Alternatively, the relations between samples can be inferred during the fitting procedure (if no spike-ins counts are present in the data). There are two factors, which affects the expected read number in the model at a sample-wise level:

with-in group: Samples from the same group (e.g. “pull-down at 2 hr”) are normalised according to the sequencing depth using the same technique as in the DESeq package.
between groups Normalisation factors, which define the relations between the groups and fractions are fitted together with other parameters.

The way of sample grouping is defined in the group argument of the PulseData function. We assume that efficiency of the pull-down procedure is different between different time points (time column in the condition matrix), but the same for the samples from the same time point:

pd <- PulseData(counts, conditions, formulas, formulaIndexes,
                groups = ~ fraction + time)

Model fitting

The parameters can be estimated using the fitModel procedure. It requires to provide the PulseData object, the initial guess for the parameter values (see below) and the fitting options.

fit <- fitModel(pulseData = pd, par = initPars, options = opts)

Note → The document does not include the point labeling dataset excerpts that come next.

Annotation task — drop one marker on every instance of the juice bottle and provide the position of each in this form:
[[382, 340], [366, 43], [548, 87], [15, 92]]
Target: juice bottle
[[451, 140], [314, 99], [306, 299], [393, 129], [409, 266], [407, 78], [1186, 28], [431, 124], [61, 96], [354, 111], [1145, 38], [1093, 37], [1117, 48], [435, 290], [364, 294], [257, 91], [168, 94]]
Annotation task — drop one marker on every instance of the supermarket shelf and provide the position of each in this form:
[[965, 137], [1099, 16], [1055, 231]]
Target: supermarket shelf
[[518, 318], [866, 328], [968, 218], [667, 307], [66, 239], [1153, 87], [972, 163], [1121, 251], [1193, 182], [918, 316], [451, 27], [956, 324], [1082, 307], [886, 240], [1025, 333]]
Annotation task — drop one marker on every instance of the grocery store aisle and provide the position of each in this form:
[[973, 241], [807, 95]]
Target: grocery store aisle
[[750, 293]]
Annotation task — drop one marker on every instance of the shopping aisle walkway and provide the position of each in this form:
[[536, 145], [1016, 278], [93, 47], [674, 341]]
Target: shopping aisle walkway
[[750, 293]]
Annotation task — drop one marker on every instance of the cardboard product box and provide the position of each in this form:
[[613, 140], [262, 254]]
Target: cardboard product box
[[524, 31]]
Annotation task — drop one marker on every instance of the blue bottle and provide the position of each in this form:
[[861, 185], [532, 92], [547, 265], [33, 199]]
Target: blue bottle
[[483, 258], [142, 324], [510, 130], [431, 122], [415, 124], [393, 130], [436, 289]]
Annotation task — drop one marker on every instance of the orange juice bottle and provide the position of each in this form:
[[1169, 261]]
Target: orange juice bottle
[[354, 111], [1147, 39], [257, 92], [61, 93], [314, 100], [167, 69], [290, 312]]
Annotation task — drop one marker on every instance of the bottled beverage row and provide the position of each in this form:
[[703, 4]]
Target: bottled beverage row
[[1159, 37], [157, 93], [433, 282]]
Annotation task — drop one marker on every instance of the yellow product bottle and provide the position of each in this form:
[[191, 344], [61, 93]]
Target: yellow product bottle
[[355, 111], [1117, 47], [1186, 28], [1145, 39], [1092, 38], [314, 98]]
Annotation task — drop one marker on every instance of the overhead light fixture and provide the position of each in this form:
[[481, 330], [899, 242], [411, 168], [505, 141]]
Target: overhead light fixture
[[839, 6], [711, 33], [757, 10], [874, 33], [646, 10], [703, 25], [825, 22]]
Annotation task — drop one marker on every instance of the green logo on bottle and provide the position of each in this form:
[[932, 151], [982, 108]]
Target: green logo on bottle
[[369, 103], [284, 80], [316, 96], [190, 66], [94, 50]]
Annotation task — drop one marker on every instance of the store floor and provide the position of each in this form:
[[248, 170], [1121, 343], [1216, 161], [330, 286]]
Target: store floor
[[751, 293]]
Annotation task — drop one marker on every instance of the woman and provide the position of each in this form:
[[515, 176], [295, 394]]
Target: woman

The function will iteratively fit the parameters from the formulas, overdispersion parameter for the negative binomial distribution and, if defined, the normalisation factors, until the stopping criteria is met.

Fitting options

To fit the model, we use L-BFGS-B method implemented in the stats::optim function. It requires values for the lower and upper boundaries for the parameter values.

As it was mentioned earlier, we model the mean expression level at the logarithmic scale, which must be reflected in the boundaries as well. One may simply add log to the exprected read count range:

opts <- setBoundaries(list(
  mu = log(c(.1, 1e6)),
  d  = c(.01, 2),
  size = c(1, 1e7)
))

The fitModel function performs fitting in iterations: it optimises gene-specific, shared, overdispersion and normalisation parameters at separate steps. Relative change between them is the stopping criteria:

opts <- setTolerance(params = 1e-3,  options = opts)

Initial values

The fitting routine needs an initial guess for the parameter values. The result of the fitting may depend on the model parametrisation and the initial guess.

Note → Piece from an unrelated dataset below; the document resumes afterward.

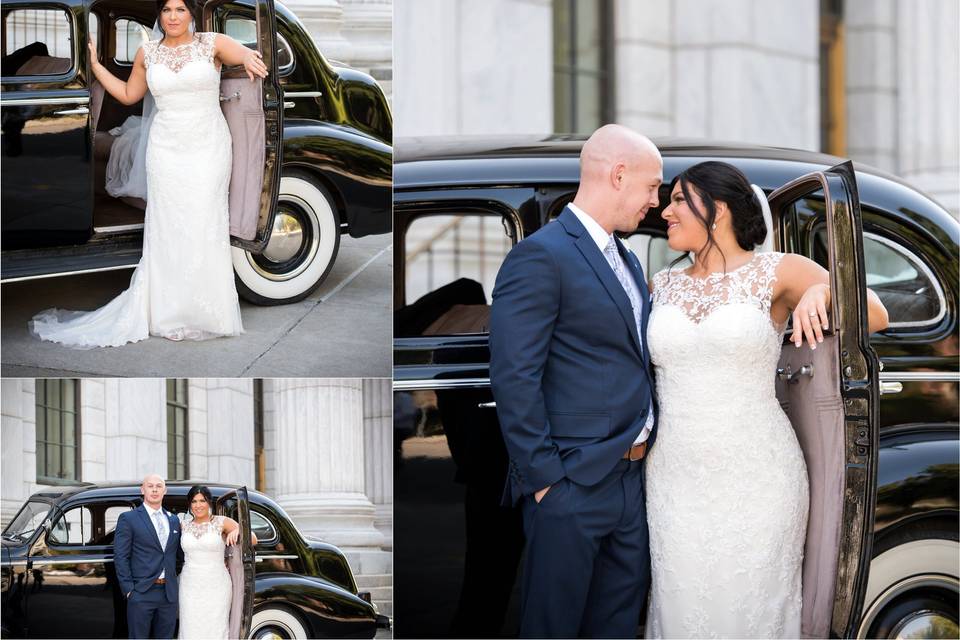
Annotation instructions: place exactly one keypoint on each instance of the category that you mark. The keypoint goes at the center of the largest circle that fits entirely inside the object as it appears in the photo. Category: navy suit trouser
(586, 568)
(150, 614)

The parameters, which are not specified in the par argument, in our case, both, the expression level and the degradation rate, will be assigned a random value within the boundaries defined in the fitting options list:

initPars <- initParameters(par = list(size=1e5),
                           geneParams = c("mu", "d"),
                           pulseData  = pd,
                           options    = opts)

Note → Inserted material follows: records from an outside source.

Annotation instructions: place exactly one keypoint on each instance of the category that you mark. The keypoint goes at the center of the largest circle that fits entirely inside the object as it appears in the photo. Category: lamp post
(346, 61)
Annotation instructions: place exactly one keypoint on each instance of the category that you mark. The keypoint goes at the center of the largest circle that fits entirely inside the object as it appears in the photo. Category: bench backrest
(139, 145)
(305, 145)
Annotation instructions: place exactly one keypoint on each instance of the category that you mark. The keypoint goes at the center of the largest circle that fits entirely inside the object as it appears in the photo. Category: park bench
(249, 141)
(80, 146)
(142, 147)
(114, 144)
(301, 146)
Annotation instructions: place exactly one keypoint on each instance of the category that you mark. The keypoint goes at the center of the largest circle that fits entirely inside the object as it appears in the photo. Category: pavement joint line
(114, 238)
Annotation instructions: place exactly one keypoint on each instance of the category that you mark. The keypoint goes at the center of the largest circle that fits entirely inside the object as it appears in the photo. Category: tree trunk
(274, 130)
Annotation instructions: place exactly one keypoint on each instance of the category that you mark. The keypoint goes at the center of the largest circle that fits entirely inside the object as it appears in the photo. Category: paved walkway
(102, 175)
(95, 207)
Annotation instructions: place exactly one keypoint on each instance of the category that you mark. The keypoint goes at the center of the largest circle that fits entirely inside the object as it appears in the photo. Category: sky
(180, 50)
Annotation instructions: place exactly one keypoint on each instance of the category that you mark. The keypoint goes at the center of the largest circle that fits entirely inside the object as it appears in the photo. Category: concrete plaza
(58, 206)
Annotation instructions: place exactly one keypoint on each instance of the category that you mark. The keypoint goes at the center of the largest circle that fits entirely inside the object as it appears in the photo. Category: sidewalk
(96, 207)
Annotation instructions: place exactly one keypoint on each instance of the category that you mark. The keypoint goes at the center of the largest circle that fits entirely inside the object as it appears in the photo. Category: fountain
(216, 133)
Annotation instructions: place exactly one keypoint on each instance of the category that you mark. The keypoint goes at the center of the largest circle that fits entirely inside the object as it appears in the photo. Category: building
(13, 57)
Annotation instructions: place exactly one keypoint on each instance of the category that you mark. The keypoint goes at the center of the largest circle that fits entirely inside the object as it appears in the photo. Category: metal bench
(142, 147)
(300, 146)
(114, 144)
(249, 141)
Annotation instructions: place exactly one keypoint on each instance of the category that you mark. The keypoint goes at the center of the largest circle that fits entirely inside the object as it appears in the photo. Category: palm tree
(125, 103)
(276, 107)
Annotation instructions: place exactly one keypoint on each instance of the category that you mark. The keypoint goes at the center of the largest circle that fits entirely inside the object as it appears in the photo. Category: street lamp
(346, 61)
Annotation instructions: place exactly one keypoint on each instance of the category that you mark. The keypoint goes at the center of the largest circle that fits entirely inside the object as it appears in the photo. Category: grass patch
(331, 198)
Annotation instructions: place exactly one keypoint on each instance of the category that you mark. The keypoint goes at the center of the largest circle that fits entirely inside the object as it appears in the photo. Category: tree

However, since we use the total sample as a reference, we expect the read count in the “total_fraction” samples to be of close value to the optimal estimation of the expression level, i.e. exp(mu) in our parametrisation. We can help the fitting procedure by providing these values as a first guess (do not forget about the logarithm):

initPars$mu <- log(pd$counts[,1] + .5)

Result exploration

The result of the fitModel function is just a list with the parameter values, which are ordered according to the rows in the read count table:

fit <- fitModel(pulseData = pd, par = initPars, options = opts)
str(fit)
## List of 3
##  $ size: num 5471
##  $ mu  : num [1:500] 6.92 7.62 8.02 8.3 8.54 ...
##  $ d   : num [1:500] 0.161 0.272 0.237 0.119 0.208 ...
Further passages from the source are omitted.